Updated paragraph: Along with Roman Catholics, many Anglican Calendars today celebrate Gregory the Great, Bishop of Rome, Teacher of the Faith, 604. This includes Australia, England, and Canada. Others celebrate on the day of his death, March 12. This includes The Episcopal Church and The Anglican Church in Aotearoa, New Zealand and Polynesia. [Of interest: the latter, my Church, used to have a principle of only one celebration on a day; September 3 is a blank day in our Calendar, and March 12 has two celebrations.]
Gregory, as bishop of Rome, in 595 sent Augustine, Paulinus, and others from Rome to England – encouraging them when they became disheartened to the point of wanting to turn back. Augustine, who led this mission, was prior of of the Abbey of St Andrew’s in Rome (I have visited this – it is now a Camaldolese monastery). Augustine is the first Archbishop of Canterbury – instrument of unity and communion in global Anglicanism.
It is important to note (“And did those feet in ancient time…” notwithstanding) that Christianity had been in England from the earliest – Gregory’s mission attempted to conform English Christianity to the Roman form. The attempt to have the native British bishops to submit to Augustine did not succeed.
Encountering pale-skinned English boys at a slave market, Gregory is reputed to have said,
Non Angli, sed angeli, si forent Christiani.
They are not Angles, but angels, if they were Christian.
This led to his sending of Augustine and his fellow monks.
We have in the story of Gregory’s mission to England, then, so many elements that continue to be threads in Anglicanism: a Benedictine foundation with its disciplined daily praying of the Bible, especially the psalms, in the Daily Office; the balanced Benedictine approach; the value of chant and treasuring of music (note the name: “Gregorian chant”); both the discomfort and respect for the place of the Bishop of Rome;
Even strongly protestant find Gregory Great: John Calvin in Book IV of his Institutes called Gregory the last good pope.
Some other titbits: When we pray the Lord’s Prayer after the Eucharistic Prayer and before the Breaking of the Bread we are following Gregory – prior to him, the order went: Eucharistic Prayer – Breaking of the Bread – Lord’s Prayer.

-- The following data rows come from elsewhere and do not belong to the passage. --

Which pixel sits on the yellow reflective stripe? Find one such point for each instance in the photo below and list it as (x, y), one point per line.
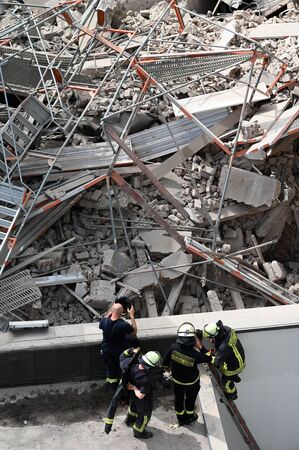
(232, 343)
(142, 428)
(108, 421)
(227, 372)
(182, 359)
(131, 412)
(112, 380)
(185, 384)
(228, 389)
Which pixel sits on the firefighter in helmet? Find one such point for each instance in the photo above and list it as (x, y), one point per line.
(229, 355)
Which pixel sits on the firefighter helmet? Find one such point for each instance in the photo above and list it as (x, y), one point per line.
(210, 330)
(186, 330)
(152, 359)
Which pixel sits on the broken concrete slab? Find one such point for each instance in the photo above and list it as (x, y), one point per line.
(214, 301)
(275, 30)
(273, 222)
(237, 211)
(97, 67)
(234, 238)
(249, 187)
(116, 262)
(275, 271)
(139, 280)
(101, 293)
(188, 304)
(266, 116)
(159, 242)
(176, 259)
(215, 100)
(177, 286)
(276, 132)
(150, 302)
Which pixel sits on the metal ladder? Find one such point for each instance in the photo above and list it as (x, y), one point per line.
(19, 133)
(11, 201)
(232, 409)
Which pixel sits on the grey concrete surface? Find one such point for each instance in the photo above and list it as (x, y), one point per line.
(268, 392)
(88, 434)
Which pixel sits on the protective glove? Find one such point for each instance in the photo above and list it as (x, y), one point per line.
(167, 375)
(108, 428)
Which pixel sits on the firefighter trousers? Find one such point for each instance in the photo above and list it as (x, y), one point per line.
(184, 399)
(113, 371)
(140, 411)
(229, 386)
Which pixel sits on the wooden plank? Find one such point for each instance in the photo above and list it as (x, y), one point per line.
(194, 146)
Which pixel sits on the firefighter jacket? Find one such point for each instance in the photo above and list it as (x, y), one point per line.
(230, 355)
(127, 359)
(183, 360)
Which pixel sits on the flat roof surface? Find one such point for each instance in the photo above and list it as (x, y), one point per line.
(85, 334)
(88, 434)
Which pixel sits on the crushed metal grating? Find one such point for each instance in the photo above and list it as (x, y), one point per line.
(17, 291)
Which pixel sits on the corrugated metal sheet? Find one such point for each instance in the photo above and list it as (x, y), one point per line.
(148, 145)
(224, 99)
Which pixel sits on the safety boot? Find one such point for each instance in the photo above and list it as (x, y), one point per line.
(129, 421)
(144, 435)
(189, 418)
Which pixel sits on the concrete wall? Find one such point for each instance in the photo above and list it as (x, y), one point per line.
(268, 393)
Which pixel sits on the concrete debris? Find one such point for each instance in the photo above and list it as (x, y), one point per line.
(101, 293)
(84, 146)
(275, 30)
(159, 243)
(176, 259)
(249, 188)
(214, 301)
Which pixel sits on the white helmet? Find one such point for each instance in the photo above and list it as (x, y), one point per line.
(186, 330)
(210, 330)
(152, 359)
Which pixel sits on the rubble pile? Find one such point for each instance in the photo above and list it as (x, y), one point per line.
(149, 153)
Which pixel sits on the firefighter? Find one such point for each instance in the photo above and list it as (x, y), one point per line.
(182, 358)
(127, 359)
(115, 333)
(229, 355)
(141, 396)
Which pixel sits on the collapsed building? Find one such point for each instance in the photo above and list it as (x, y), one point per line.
(151, 153)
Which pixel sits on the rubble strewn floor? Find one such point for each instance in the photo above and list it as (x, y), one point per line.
(125, 134)
(55, 418)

The life of St Benedict is found in Gregory’s second of his four books of Dialogues.
It is by loving-kindness and forgiveness that you rule your people, O God.
Benedictine Daily Prayer page 1903
Listen kindly to our prayer,
and in communion with Pope Saint Gregory give to your Church’s shepherds the spirit of wisdom
so that the spiritual progress of their flocks may be to them a source of unending joy.